The Beagle continued surveying the eastern side of Albermarle Island and in the afternoon of the 18th set sail for Abingdon Island to pick up Chaffers, Johnson and the other six crew members who had been surveying the area.
They continued sailing towards Abingdon Island and while the currents were still elusive, they were not as strong as they were before. After picking up the smaller survey boats on the 19th, the Beagle sailed to Wenman and Culpepper Islands to the north.
October 20th was spent surveying Wenman and Culpepper Islands.
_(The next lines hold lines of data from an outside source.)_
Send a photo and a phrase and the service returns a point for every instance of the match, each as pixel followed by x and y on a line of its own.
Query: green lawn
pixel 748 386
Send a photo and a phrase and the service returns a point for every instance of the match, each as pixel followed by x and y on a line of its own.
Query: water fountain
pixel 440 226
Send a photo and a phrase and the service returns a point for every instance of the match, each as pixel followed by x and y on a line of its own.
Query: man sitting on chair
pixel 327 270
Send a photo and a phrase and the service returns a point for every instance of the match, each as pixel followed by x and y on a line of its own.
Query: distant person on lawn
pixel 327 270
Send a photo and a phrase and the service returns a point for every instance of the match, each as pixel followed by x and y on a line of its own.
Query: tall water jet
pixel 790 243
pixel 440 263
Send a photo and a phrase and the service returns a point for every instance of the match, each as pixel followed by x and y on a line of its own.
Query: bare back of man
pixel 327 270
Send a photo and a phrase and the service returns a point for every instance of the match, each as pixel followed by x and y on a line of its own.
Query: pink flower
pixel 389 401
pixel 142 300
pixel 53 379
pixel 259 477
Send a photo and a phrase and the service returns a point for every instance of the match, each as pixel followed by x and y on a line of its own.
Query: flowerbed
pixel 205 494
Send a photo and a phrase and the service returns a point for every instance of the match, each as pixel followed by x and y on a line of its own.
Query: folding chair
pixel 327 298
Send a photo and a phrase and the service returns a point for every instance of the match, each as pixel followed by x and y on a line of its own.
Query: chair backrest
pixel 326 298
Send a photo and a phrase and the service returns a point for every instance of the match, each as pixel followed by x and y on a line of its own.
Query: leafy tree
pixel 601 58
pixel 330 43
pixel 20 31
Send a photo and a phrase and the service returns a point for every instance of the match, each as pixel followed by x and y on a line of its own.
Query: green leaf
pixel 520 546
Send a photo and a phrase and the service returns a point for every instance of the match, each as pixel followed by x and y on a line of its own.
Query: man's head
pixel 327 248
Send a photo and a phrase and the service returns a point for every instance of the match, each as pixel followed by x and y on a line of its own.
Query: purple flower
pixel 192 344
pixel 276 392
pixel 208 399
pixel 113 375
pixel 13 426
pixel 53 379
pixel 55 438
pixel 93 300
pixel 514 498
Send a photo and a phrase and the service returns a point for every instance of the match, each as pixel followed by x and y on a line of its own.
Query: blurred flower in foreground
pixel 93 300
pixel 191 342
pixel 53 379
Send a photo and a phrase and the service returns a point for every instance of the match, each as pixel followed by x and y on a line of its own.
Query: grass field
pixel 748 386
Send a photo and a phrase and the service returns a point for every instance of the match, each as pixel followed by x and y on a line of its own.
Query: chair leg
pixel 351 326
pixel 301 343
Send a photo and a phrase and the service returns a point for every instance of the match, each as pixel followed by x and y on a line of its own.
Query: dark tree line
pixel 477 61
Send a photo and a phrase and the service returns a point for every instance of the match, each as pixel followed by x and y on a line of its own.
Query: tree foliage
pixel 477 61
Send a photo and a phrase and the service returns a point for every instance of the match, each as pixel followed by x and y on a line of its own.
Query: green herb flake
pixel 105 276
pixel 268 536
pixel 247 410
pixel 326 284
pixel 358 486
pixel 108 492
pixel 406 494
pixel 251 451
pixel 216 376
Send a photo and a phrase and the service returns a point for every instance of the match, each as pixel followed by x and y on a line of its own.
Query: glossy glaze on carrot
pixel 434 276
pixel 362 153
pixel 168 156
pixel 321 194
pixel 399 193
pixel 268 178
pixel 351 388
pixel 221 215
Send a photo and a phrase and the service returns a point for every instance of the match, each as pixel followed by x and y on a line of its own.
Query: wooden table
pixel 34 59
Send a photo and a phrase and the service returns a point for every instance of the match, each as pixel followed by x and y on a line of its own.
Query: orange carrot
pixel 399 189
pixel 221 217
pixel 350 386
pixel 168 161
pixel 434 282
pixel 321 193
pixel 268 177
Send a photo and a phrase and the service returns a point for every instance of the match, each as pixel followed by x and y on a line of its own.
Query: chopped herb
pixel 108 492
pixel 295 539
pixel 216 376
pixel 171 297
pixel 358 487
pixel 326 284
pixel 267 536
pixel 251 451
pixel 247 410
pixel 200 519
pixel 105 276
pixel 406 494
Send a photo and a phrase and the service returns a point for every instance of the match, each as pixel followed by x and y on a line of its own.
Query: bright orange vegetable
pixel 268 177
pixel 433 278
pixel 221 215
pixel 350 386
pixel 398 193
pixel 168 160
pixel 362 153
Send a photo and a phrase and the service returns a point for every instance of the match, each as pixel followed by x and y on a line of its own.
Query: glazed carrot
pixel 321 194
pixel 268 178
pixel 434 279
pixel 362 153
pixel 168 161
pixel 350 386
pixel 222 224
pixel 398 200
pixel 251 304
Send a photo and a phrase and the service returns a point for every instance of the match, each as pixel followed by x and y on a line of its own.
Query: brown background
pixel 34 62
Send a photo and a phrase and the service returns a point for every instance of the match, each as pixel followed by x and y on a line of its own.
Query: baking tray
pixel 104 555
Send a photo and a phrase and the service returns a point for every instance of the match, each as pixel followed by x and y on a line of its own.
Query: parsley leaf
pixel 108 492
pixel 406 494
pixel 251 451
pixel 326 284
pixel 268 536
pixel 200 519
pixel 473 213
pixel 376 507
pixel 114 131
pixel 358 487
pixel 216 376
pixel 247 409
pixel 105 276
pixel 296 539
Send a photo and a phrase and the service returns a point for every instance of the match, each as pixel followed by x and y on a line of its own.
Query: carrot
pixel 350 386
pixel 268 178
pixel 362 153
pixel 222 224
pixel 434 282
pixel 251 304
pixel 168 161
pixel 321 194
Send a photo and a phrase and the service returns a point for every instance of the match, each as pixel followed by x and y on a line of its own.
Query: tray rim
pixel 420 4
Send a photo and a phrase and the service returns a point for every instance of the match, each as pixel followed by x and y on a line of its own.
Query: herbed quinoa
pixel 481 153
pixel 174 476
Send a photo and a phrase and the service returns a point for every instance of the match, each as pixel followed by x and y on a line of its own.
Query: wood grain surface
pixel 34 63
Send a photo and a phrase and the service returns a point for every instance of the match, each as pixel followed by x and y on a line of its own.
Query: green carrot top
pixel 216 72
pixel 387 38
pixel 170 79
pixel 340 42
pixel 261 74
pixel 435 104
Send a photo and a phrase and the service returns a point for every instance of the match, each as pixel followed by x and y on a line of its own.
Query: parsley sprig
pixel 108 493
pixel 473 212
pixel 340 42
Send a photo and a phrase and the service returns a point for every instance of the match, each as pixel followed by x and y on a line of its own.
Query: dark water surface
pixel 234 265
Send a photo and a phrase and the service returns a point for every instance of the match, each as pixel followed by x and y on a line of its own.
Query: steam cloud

In the evening the crew raised all sails and under a good strong wind steered for the Island of Tahiti, 3,200 miles away.
“Seeing this gradation and diversity of structure in one small, intimately related group of birds, one might really fancy that from an original paucity of birds in this archipelago, one species had been taken and modified for different ends.” Charles Darwin, Journal of Researches, 2 edition, page 380.